A Global Campaign Is Launched

The hidden suffering of more than forty million people throughout the world, who are affected by epilepsy and have to live secret lives because of ill-informed public attitudes, was highlighted when the World Health Organization (WHO) announced in Geneva jointly with two nongovernmental organizations (NGOs) the start of "Out of the Shadows -- A Global Campaign Against Epilepsy"

The two NGOs are the International League Against Epilepsy (ILAE) and the International Bureau for Epilepsy (IBE).
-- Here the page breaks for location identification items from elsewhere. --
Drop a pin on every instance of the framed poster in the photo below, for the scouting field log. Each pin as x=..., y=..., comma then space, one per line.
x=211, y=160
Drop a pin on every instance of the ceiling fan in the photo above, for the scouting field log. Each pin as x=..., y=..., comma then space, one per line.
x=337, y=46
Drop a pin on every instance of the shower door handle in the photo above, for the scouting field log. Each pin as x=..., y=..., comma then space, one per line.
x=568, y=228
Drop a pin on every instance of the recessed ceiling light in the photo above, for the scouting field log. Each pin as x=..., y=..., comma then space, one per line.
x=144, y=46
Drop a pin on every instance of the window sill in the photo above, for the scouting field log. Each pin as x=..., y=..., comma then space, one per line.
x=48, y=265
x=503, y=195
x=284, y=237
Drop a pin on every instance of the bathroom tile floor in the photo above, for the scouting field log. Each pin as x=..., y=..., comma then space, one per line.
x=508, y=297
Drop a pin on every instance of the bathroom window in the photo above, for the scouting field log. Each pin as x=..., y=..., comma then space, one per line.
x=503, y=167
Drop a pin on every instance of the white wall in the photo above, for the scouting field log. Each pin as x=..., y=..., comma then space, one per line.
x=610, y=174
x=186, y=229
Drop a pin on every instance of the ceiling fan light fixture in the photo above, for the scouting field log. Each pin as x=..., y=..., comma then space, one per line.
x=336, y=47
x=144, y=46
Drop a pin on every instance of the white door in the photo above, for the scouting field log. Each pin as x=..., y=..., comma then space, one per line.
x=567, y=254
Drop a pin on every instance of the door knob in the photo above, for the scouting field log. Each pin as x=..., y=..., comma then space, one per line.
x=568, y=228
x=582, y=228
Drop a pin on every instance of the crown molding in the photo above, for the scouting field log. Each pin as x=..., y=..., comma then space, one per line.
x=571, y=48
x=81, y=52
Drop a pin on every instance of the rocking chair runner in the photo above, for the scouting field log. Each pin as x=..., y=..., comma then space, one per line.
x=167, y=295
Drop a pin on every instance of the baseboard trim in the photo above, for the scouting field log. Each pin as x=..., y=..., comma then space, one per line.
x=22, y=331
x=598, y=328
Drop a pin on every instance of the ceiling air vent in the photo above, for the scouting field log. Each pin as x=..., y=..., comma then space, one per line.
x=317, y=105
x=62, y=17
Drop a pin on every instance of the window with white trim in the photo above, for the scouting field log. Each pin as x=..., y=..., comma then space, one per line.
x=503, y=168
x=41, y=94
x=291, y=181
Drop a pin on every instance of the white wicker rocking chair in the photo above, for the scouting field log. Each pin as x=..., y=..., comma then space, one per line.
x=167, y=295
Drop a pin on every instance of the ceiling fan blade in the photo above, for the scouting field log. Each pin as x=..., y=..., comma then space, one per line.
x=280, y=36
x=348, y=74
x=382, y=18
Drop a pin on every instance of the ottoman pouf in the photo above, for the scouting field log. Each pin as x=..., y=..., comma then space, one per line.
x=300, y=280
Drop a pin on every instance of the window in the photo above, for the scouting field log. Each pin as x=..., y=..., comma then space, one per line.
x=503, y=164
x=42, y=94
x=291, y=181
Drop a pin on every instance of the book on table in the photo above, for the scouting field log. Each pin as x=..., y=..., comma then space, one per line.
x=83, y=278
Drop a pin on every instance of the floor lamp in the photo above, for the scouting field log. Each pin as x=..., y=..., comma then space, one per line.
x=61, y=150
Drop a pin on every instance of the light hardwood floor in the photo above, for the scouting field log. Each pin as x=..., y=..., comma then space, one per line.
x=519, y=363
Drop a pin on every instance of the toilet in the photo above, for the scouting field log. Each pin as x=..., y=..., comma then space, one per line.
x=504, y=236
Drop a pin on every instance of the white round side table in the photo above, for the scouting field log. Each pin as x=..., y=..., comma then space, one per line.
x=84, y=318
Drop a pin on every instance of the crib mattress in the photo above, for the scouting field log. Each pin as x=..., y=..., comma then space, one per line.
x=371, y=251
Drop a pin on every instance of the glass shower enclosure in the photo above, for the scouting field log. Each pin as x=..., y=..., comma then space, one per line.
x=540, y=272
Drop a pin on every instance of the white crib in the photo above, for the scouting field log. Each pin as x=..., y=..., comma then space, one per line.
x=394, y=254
Both ILAE and IBE operate worldwide - the League representing doctors and scientists and the Bureau acting for patients and their families. "We call upon policy makers, lawyers, health professionals, international and national nongovernmental organizations, as well as donor organizations to join forces in promoting conditions for people with epilepsy to step Out of the Shadows of social stigma, and for this disorder to be drawn out from under the shadow of public health priorities," declared WHO's Assistant Director-General, Dr Fernando Antezana, at a press conference in Geneva. According to the three organizations, the campaign is aimed at improving health care services, treatment and social acceptance of epilepsy, the world's most common serious -- yet treatable -- brain disorder.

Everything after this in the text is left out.